HE WAS, of course, a pirate, who kept his wooden leg in a shed at the back of the house.

But, observed his canny grandchildren and his many nieces and nephews, the man had two legs of his own and a fine pair they were, too.

“Ah,” said the man, “when I stopped being a pirate, the leg grew back.”

“Gosh,” said the children, and then they noticed a twinkling in the vivid blue of the eyes on the man, whose face was otherwise as straight as could be because he was a master storyteller.

Enoch William (Bill) Blythe was a master of many skills, generosity and humour high among them.

But history will remember him as the last of the Liverpool Scottish men, who, in March,1942, took part in the raid on the French port of St Nazaire by the Royal Navy, supported by commandos.

The destroyer Cambletown, accompanied by 18 shallow boats, rammed the lock gates and was blown up, blocking the dock. Commandos destroyed other dock structures before attempting to fight their way out. All but 27 of the commandos from a force of some 200 were either killed or wounded.

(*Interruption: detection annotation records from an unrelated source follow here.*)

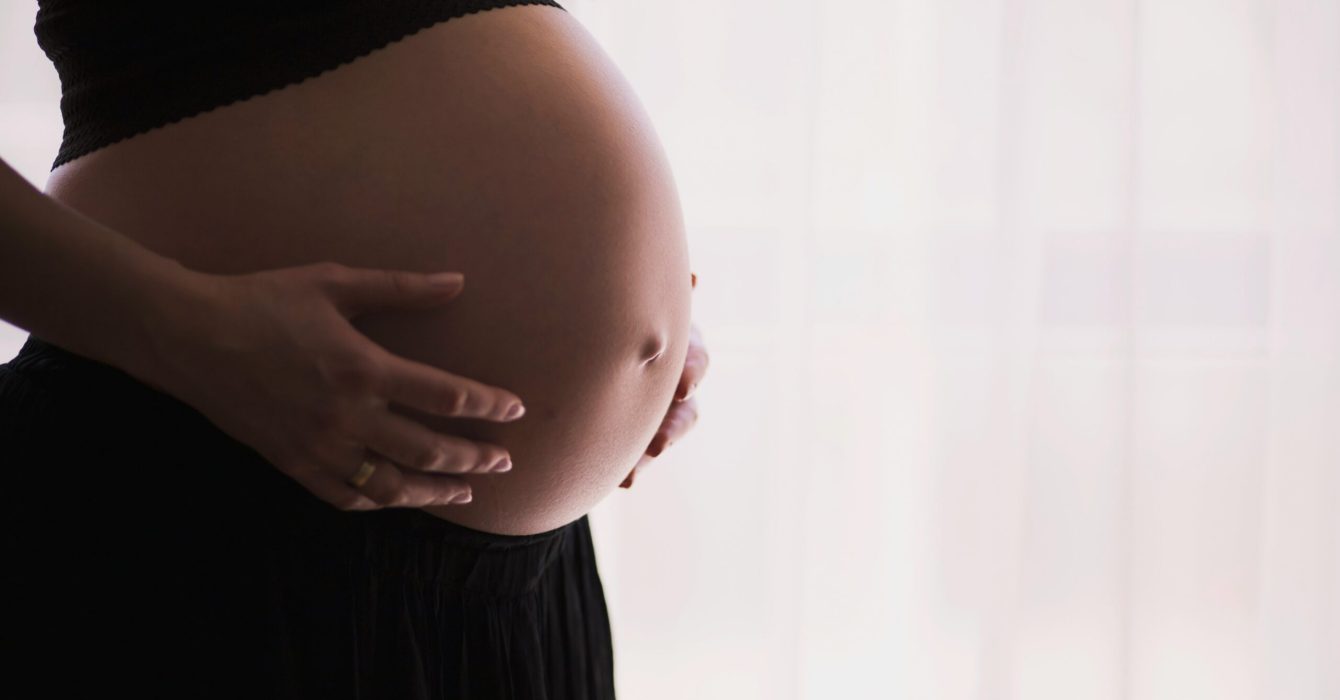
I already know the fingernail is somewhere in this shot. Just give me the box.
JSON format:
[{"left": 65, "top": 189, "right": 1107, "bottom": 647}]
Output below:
[{"left": 427, "top": 272, "right": 465, "bottom": 291}]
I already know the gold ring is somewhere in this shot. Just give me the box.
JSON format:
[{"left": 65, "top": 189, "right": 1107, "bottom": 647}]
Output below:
[{"left": 346, "top": 460, "right": 377, "bottom": 488}]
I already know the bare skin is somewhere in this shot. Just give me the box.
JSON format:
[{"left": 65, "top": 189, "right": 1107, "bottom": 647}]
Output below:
[{"left": 38, "top": 5, "right": 693, "bottom": 534}]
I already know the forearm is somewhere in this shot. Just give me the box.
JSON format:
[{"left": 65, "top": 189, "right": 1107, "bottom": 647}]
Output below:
[{"left": 0, "top": 160, "right": 204, "bottom": 375}]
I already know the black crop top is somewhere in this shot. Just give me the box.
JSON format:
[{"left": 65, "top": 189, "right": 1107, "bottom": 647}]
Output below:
[{"left": 34, "top": 0, "right": 564, "bottom": 170}]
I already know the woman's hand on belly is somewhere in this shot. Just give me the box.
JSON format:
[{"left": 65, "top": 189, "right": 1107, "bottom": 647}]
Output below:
[
  {"left": 619, "top": 285, "right": 710, "bottom": 488},
  {"left": 131, "top": 263, "right": 524, "bottom": 510}
]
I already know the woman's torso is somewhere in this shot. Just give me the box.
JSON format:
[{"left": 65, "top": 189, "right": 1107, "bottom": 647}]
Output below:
[{"left": 46, "top": 5, "right": 691, "bottom": 534}]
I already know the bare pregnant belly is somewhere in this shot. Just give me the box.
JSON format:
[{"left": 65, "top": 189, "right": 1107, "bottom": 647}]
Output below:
[{"left": 46, "top": 5, "right": 691, "bottom": 534}]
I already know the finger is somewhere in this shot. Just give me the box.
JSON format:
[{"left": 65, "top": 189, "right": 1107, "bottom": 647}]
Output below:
[
  {"left": 344, "top": 455, "right": 470, "bottom": 508},
  {"left": 647, "top": 398, "right": 698, "bottom": 457},
  {"left": 674, "top": 326, "right": 710, "bottom": 401},
  {"left": 326, "top": 266, "right": 465, "bottom": 316},
  {"left": 374, "top": 346, "right": 525, "bottom": 421},
  {"left": 352, "top": 409, "right": 512, "bottom": 473}
]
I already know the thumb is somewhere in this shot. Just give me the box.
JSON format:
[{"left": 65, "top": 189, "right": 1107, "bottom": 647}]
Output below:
[{"left": 335, "top": 268, "right": 465, "bottom": 316}]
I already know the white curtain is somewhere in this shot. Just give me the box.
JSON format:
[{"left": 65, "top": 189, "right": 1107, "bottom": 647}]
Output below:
[{"left": 0, "top": 0, "right": 1340, "bottom": 700}]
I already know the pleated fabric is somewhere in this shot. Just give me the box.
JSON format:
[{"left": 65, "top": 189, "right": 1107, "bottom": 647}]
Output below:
[{"left": 0, "top": 335, "right": 614, "bottom": 700}]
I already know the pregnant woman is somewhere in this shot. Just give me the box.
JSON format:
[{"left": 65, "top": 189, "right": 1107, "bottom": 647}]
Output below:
[{"left": 0, "top": 0, "right": 706, "bottom": 699}]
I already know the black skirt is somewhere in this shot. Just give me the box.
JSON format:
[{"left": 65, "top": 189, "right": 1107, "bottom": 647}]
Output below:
[{"left": 0, "top": 335, "right": 614, "bottom": 700}]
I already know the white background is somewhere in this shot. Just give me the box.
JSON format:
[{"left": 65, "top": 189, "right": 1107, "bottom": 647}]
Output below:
[{"left": 0, "top": 0, "right": 1340, "bottom": 700}]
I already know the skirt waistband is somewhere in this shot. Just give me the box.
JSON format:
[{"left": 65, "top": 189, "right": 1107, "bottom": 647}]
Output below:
[{"left": 0, "top": 334, "right": 590, "bottom": 597}]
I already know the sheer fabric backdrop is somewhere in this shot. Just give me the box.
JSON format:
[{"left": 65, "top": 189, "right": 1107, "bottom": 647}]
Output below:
[{"left": 0, "top": 0, "right": 1340, "bottom": 700}]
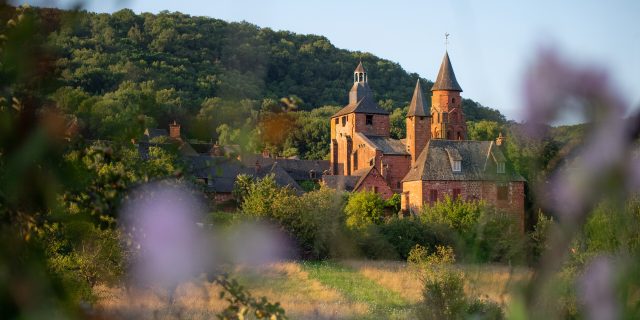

But the loss of the dry dock meant that German warships in need of repairs had to return to home waters.

Lance-Corporal Blythe, a tall and strongly-built man with black hair, was captured and spent the rest of the war in a prison camp at Stern- berg, in the Sudenteland, where – among many scrapes – he persuaded the guards that the injury he sustained when a wall-spike passed through his thigh had not been caused in an escape attempt. That old gift for storytelling.

Bill was brought up in Connaught Street, Birkenhead, and later Brow Road, Bidston. His grandfather, George, had run the old smithy in Claughton and his father, also George, worked for an oil company.

From Brassey Street School, Bill became a butcher’s boy, delivering meat on a bike, before joining Spiller’s flour mill, where he was eventually silo foreman.

In 1939, he enlisted with the Liverpool Scottish and was trained in Scotland for special duties.

Bill married his next door sweetheart, Muriel Williams, and they had a daughter and three sons, whom he took to Tranmere Rovers.

Bill rarely spoke of the war, preferring his life as a pirate.

Bill Blythe, commando; born January 15, 1920,died November 24, 2007.